Honeybees-An old look
Honeybees and mankind have grown up together over thousands of years. Currently, because of mans disregard for our small friend, they are in decline. So who cares? I care. There are so many species becoming extinct because of man’s intermeddling with nature; that intermeddling is killing off man. So as the honeybee goes, so goes mankind.
Honeybees pollinate most of our food growing plants and trees. They also share their food (honey) and wax with us. This may seem inconsequential to the uninformed mall shopper who predominates the collective thinking of an anthill; doing what everyone else is doing and remaining unaware of how we are tied, still, with nature.
This is springtime and the natural cycle is for the plants to reproduce seeds of various sorts that make up part of our diet. This is accomplished by the pollen that gives you “hay fever”, and covers your car in dust. No pollen- no fertilization-no food.
Record keeping of the honeybee habitat by beekeepers recalls that in 1957 we had 27,000,000 honeybee hives. Today we are less than 2,000,000 honeybee hives. In earlier times honeybees were hived in all sorts of containers called “Skeps” Somewhere along the US Civil War era a beekeeper by the name of “Langstrof” devised a more efficient system of bee keeping management increasing the primary goal of honey production.
Today when you see a white box on a farm setting it is probably a beehive. Bees do not like these hives and subsequently there has been a history of repeated “improvements” to this hive design as well as other similar ones-all with the goal of honey production with attendant pollination of crops and trees within a 3-mile area.
Honeybees prefer specific Skep designs that are roughly 4’ high and 1’ square, just like a hollow apple tree. These old trees, “honey trees” as they were called, were often robbed by bears, and mankind, but the bees adapted. They would send out scouts to find other suitable locations and swarm out because of damage to the primary hive or, because there was an overabundance of new bees and a new fertilized queen that need extra space.
My current planned project will take at least a year or two which involves a new design for a hive and then managing the hive(s) to suit the long lost friendship between bees and man. Sounds nutty I am sure, but from my experience in honeybees it is quite obvious that we as homesteaders-not major commercial truck raised bee machines- can integrate with the bees, share their resources and provide resources that they need.
In Germany and Austria I have pictures that show homes actually modified so that hives are in the windows and partly built in the homes. Of course my previous articles on separate bee houses are in abundance. The Germans and Austrians appreciate, and have a love of bees.
At this point I am providing some links you may want to study.
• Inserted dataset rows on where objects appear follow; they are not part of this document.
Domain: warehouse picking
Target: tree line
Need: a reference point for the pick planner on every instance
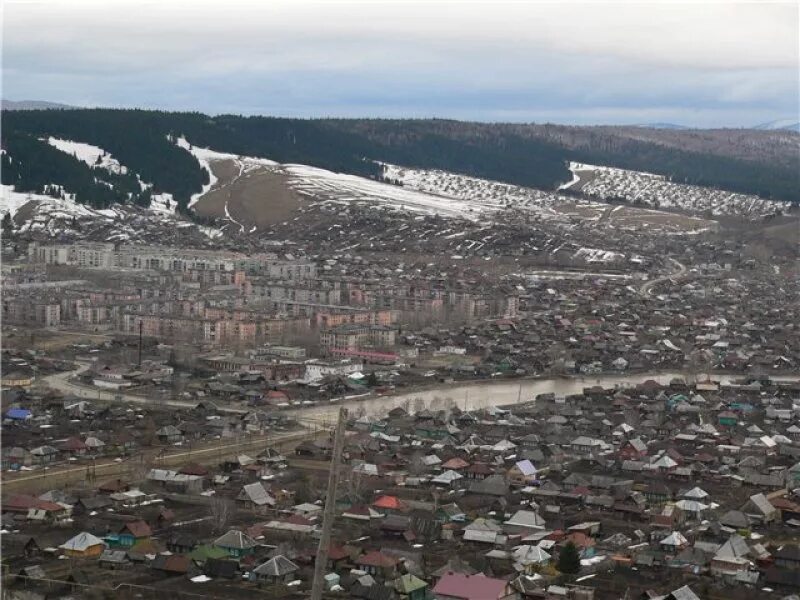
(523, 155)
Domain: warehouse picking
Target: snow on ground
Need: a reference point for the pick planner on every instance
(93, 156)
(598, 255)
(205, 156)
(657, 191)
(163, 203)
(347, 189)
(484, 192)
(11, 201)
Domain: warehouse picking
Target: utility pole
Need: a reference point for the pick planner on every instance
(139, 364)
(321, 563)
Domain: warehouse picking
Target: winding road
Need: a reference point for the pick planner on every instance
(647, 287)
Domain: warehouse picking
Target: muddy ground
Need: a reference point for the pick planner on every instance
(258, 198)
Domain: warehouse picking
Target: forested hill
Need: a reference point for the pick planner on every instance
(529, 155)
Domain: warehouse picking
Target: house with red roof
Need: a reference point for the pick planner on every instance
(459, 586)
(73, 447)
(455, 464)
(389, 504)
(337, 557)
(132, 533)
(34, 508)
(378, 563)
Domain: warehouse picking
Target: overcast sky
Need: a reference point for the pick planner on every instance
(694, 63)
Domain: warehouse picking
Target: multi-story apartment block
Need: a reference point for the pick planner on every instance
(355, 337)
(27, 311)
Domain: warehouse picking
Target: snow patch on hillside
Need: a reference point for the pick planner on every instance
(205, 156)
(347, 189)
(657, 191)
(94, 156)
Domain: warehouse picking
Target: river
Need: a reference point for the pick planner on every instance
(495, 393)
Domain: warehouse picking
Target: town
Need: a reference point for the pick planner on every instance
(565, 429)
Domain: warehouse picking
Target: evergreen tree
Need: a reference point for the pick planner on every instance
(569, 559)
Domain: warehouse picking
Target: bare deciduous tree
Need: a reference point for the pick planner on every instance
(220, 510)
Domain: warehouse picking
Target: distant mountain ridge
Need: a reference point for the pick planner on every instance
(762, 163)
(661, 126)
(780, 124)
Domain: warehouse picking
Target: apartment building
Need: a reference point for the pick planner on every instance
(355, 337)
(27, 311)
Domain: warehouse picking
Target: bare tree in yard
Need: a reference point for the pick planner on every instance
(220, 511)
(416, 466)
(139, 468)
(356, 485)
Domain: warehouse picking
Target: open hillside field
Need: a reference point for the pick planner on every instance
(253, 200)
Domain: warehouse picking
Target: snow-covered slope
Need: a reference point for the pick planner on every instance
(657, 191)
(479, 192)
(93, 156)
(780, 125)
(98, 158)
(11, 201)
(205, 156)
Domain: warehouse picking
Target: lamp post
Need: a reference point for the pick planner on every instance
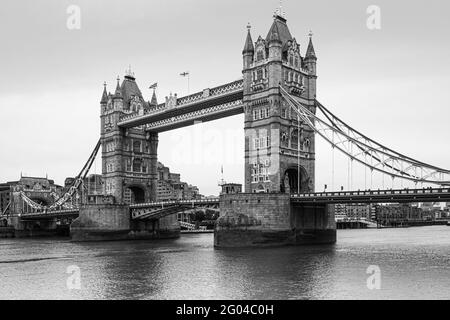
(186, 74)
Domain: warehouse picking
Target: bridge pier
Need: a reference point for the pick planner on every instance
(269, 219)
(24, 228)
(99, 222)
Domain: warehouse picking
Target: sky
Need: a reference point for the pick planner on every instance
(390, 83)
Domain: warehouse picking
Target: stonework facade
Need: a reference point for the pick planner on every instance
(279, 150)
(129, 156)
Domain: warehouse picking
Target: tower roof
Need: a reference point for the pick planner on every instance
(154, 101)
(249, 47)
(104, 95)
(279, 30)
(310, 53)
(118, 92)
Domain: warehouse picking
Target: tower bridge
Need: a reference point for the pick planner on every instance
(282, 118)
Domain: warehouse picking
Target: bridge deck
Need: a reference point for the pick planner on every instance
(207, 105)
(375, 196)
(344, 197)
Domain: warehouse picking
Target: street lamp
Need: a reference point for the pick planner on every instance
(186, 74)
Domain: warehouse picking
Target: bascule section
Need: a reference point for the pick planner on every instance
(129, 155)
(279, 146)
(279, 149)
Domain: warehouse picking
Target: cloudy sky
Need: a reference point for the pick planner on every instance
(391, 84)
http://www.usda.gov/documents/ReportHoneyBeeHealth.pdf
http://www.nytimes.com/2013/05/03/science/earth/government-study-cites-mix-of-factors-in-death-of-honeybees.html?_r=0&pagewanted=print
Also for the book researchers an excellent recommendation is: Honeybee Democracy by Thomas D. Seeley PhD. I bought mine on Amazon.com for my kindle.
In the mean time I will get back to you in a couple years with first hand data. When you review my former articles you may want to plant some of the indigenous flora. One of my goals is to use the video camera which I am learning and I am sure would make another excellent You Tube presentation.